My Life of Pie
Growing up in a food-centered household, each member of my family carried their own strengths in the kitchen. My mom reigned queen of banana bread, weeknight stir-fry, and Friday night honey chicken. My dad was the designated king of family get-togethers, holiday feasts, and Sunday night themed-dinners. My sister was, and still is, the baking superstar of the bunch, always knowing the exact moment to pull chocolate chip cookies out of the oven or just how much frosting with which to ice a birthday cake. And myself, well I guess you could say I was the floater, dabbling in all of these realms at one point or another.
However, there was one food in particular that was pretty much untouched within the LaKind family. One delectable, warm-my-soul, fill-me-with-more-happiness-than-I-know-what-to-do-with food that I could truly call my “specialty.” And it just so happens to be a food that will be gracing most of our tables at Thanksgiving dinner next week. Drumroll please…it’s PIE!

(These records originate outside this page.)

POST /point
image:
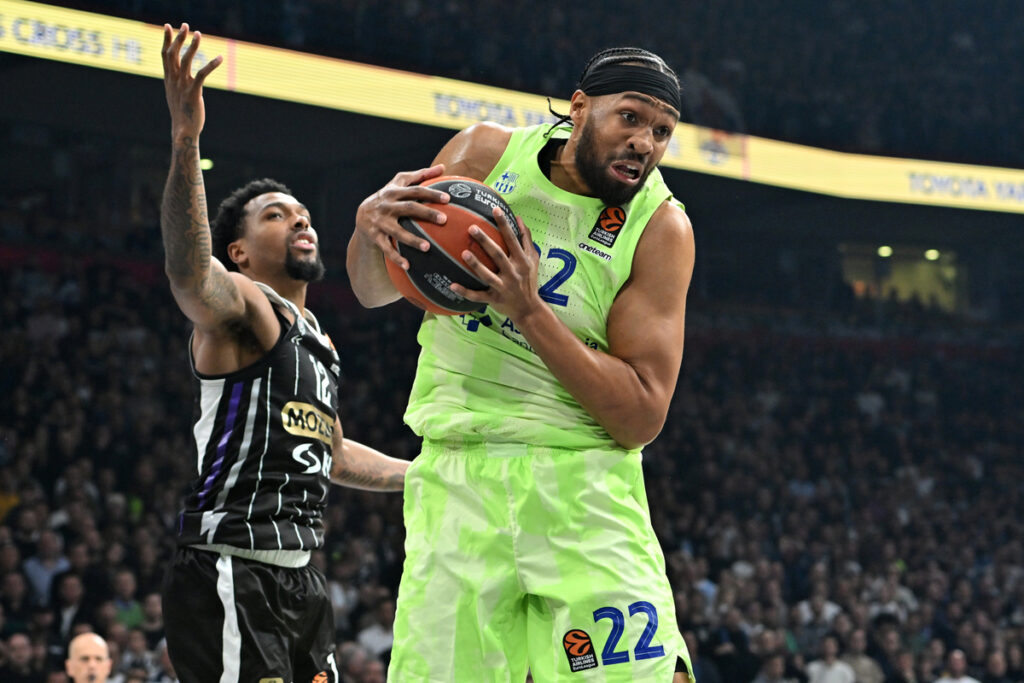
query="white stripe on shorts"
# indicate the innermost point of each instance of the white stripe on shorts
(230, 637)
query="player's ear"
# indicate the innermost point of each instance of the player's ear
(578, 107)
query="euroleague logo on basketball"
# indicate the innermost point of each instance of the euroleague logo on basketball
(608, 223)
(580, 650)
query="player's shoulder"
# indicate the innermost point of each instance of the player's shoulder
(671, 218)
(486, 133)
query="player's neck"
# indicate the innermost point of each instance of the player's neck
(564, 173)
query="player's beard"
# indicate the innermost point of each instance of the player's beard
(308, 270)
(595, 173)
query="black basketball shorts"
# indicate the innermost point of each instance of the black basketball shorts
(230, 620)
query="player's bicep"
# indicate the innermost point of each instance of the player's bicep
(224, 299)
(646, 323)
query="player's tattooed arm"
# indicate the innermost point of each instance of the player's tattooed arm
(201, 285)
(357, 466)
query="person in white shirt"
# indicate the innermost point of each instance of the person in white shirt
(956, 669)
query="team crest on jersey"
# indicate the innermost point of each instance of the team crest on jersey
(506, 183)
(606, 228)
(580, 650)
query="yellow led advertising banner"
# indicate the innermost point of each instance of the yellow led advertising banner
(84, 38)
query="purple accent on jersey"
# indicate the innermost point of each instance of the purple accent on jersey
(232, 410)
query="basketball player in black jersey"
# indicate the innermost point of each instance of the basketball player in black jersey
(241, 601)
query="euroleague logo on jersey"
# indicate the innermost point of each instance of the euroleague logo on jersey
(580, 650)
(608, 223)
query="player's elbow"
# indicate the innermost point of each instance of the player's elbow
(639, 428)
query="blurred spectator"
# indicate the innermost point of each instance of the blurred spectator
(128, 610)
(70, 608)
(46, 563)
(165, 670)
(88, 659)
(773, 670)
(378, 635)
(956, 669)
(865, 669)
(704, 669)
(904, 672)
(17, 662)
(352, 659)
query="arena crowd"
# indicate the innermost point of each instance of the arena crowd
(837, 486)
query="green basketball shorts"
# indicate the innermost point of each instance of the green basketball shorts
(520, 558)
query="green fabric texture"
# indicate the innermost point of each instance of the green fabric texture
(476, 378)
(510, 548)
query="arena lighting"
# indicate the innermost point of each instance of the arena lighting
(88, 39)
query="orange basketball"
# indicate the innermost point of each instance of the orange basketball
(430, 273)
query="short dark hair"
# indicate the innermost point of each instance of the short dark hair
(226, 226)
(622, 55)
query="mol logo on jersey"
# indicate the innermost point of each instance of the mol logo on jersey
(305, 420)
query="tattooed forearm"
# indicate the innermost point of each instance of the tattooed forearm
(183, 218)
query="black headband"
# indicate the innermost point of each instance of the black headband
(620, 78)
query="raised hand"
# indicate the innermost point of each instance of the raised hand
(184, 91)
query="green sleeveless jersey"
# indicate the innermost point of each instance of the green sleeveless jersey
(477, 378)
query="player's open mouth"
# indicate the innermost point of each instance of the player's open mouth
(627, 171)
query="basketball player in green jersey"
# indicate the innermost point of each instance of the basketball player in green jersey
(529, 544)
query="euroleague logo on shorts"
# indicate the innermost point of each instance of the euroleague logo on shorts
(580, 650)
(608, 223)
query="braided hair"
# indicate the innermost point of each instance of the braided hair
(616, 55)
(226, 227)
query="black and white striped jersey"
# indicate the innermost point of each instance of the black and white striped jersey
(263, 442)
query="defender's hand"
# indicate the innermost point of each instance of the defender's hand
(377, 218)
(184, 91)
(512, 288)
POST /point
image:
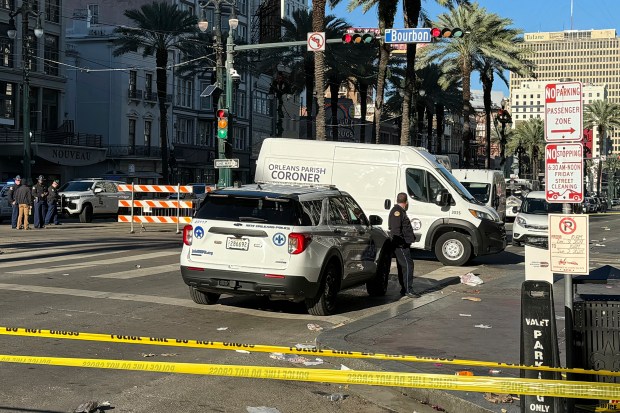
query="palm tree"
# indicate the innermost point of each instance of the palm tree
(160, 27)
(518, 61)
(458, 56)
(530, 135)
(604, 115)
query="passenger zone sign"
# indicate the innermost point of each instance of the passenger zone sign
(563, 112)
(564, 172)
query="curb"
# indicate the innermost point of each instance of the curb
(336, 339)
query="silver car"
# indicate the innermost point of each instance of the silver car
(285, 242)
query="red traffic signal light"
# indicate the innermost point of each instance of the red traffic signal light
(222, 123)
(447, 32)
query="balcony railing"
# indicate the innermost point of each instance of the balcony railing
(120, 151)
(53, 137)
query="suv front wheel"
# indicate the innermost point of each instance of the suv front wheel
(325, 301)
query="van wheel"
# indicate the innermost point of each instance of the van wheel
(377, 285)
(87, 214)
(200, 297)
(453, 248)
(325, 302)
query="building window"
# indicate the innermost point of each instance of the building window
(7, 4)
(185, 93)
(205, 103)
(131, 137)
(205, 133)
(93, 10)
(147, 133)
(241, 105)
(52, 11)
(51, 54)
(240, 140)
(148, 87)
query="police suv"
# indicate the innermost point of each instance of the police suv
(92, 197)
(286, 242)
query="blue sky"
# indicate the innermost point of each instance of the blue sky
(528, 15)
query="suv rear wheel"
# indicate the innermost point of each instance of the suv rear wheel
(325, 302)
(377, 285)
(200, 297)
(87, 213)
(453, 248)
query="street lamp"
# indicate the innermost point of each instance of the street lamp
(221, 66)
(503, 117)
(26, 11)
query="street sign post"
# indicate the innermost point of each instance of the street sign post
(409, 35)
(226, 163)
(564, 172)
(569, 243)
(316, 41)
(563, 112)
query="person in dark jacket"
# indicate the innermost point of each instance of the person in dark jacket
(52, 199)
(23, 197)
(39, 194)
(402, 234)
(12, 202)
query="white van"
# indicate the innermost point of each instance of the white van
(487, 186)
(446, 218)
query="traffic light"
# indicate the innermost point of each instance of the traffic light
(222, 123)
(359, 36)
(455, 33)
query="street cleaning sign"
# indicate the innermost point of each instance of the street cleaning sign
(563, 112)
(564, 172)
(569, 244)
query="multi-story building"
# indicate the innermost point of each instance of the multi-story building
(57, 148)
(589, 56)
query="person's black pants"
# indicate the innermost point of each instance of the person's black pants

My love affair with pie developed gradually over the course of many annual summer trips to southwest Michigan and began with a game-changing strawberry rhubarb pie. Having seen the recipe on the Food Network’s website (the Facebook of my teens), and having never attempted a pie in my life, I figured why not? I already seemed to gravitate towards frustrating, labor-intensive cooking projects like homemade donuts, jars of jam, and even a fondant layer cake (yes, I actually attempted this at home and no, it was not my best work). Pie just seemed like the natural next endeavor. I mean they don’t call something “easy as pie” for nothing, right?

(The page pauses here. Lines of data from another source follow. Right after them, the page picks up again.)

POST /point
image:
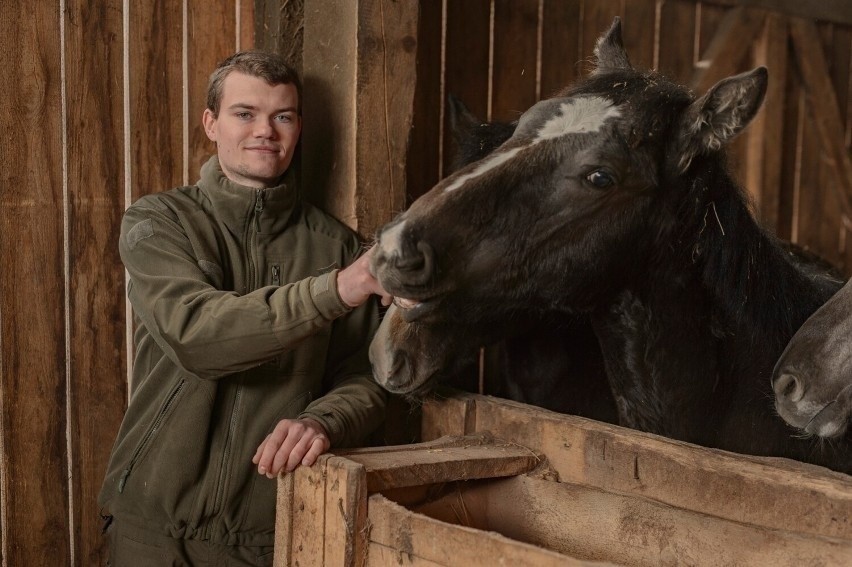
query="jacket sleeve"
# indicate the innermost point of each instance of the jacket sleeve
(354, 405)
(206, 331)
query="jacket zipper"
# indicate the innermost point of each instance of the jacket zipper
(258, 208)
(224, 475)
(149, 435)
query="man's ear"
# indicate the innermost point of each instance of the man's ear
(209, 122)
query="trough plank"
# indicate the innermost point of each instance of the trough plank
(822, 102)
(774, 493)
(592, 524)
(346, 512)
(561, 35)
(95, 287)
(514, 80)
(414, 536)
(34, 481)
(427, 465)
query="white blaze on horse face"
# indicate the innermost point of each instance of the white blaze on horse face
(389, 241)
(578, 116)
(493, 161)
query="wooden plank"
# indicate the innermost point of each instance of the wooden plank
(204, 51)
(466, 63)
(97, 393)
(774, 493)
(155, 97)
(428, 465)
(726, 51)
(410, 537)
(514, 81)
(328, 106)
(766, 133)
(639, 21)
(345, 539)
(386, 76)
(307, 513)
(596, 525)
(34, 459)
(561, 36)
(676, 52)
(790, 151)
(452, 416)
(359, 88)
(424, 149)
(246, 29)
(822, 103)
(837, 11)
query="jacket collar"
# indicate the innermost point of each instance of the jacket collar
(269, 210)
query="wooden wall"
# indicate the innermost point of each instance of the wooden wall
(102, 102)
(501, 56)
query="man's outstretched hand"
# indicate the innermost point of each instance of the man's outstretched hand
(356, 283)
(293, 442)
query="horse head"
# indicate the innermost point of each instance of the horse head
(556, 217)
(813, 378)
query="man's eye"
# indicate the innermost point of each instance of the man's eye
(600, 179)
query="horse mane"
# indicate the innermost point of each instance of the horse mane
(761, 287)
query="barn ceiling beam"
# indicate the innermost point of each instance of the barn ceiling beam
(835, 11)
(727, 49)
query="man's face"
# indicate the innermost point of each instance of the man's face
(256, 130)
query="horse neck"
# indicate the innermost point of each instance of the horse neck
(749, 276)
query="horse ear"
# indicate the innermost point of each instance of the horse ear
(722, 113)
(609, 50)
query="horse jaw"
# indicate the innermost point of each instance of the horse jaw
(393, 369)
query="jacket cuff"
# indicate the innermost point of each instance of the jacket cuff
(326, 297)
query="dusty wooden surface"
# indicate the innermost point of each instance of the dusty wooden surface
(774, 493)
(509, 482)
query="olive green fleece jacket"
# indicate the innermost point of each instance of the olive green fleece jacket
(238, 325)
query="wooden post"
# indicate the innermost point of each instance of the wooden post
(359, 75)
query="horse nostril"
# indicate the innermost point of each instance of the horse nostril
(789, 387)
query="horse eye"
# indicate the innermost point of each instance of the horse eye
(600, 179)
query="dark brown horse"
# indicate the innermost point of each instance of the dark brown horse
(612, 200)
(813, 377)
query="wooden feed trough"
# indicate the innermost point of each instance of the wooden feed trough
(502, 483)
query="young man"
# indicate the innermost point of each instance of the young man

Oh Maddie, how very wrong you were.
While a good pie does only require a few key ingredients, what my naïve, amateur baker-self didn’t know at the time was just how many external factors have to be accounted for in order to create a perfect final product. Temperature, speed, elbow grease, and extreme patience are all key players in achieving that famous flaky crust and a well-balanced, well-textured filling (insert your favorite here). My first attempt at strawberry rhubarb pie wasn’t a complete failure by any means. I’m sure it was probably consumed in its entirety within an hour of coming out of the oven. But, looking back, there are so many things I could have done differently.
Lets examine Exhibit A, shall we?
Now, I knew my first attempt would present some roadblocks, but I don’t think I fully grasped the complexities of pie until I started baking it regularly. For the past four or five years, it has become my go-to dish for parties, holidays, and those casual nights when I need a stunning dessert in my life. After what I imagine are probably upwards of forty pies, I think I can say I’m at least beginning to hone my techniques.
So, lets take a look at Exhibit B.
Despite the improvements, what pie has taught me is that nothing is ever perfect. As with life, every pie is an experience, teaching you something you didn’t know beforehand and helping you learn in the process. While I can’t say I didn’t shed some serious tears over all the soggy crusts, loose fillings, under-baking, over-baking, weird lattices, and burnt messes I’ve encountered in this journey, I take pride in persistence and trying to become the best at something you love.
That’s what pie has done for me, and I couldn’t be more thrilled to honor it by indulging in all its pumpkin, pecan, or apple glory this week. So this Thanksgiving, I wish you all wonderful meals, good times with family and friends, and, of course, a sweet slice of your favorite pie at the end of the meal.
For me, it doesn’t get much better than that.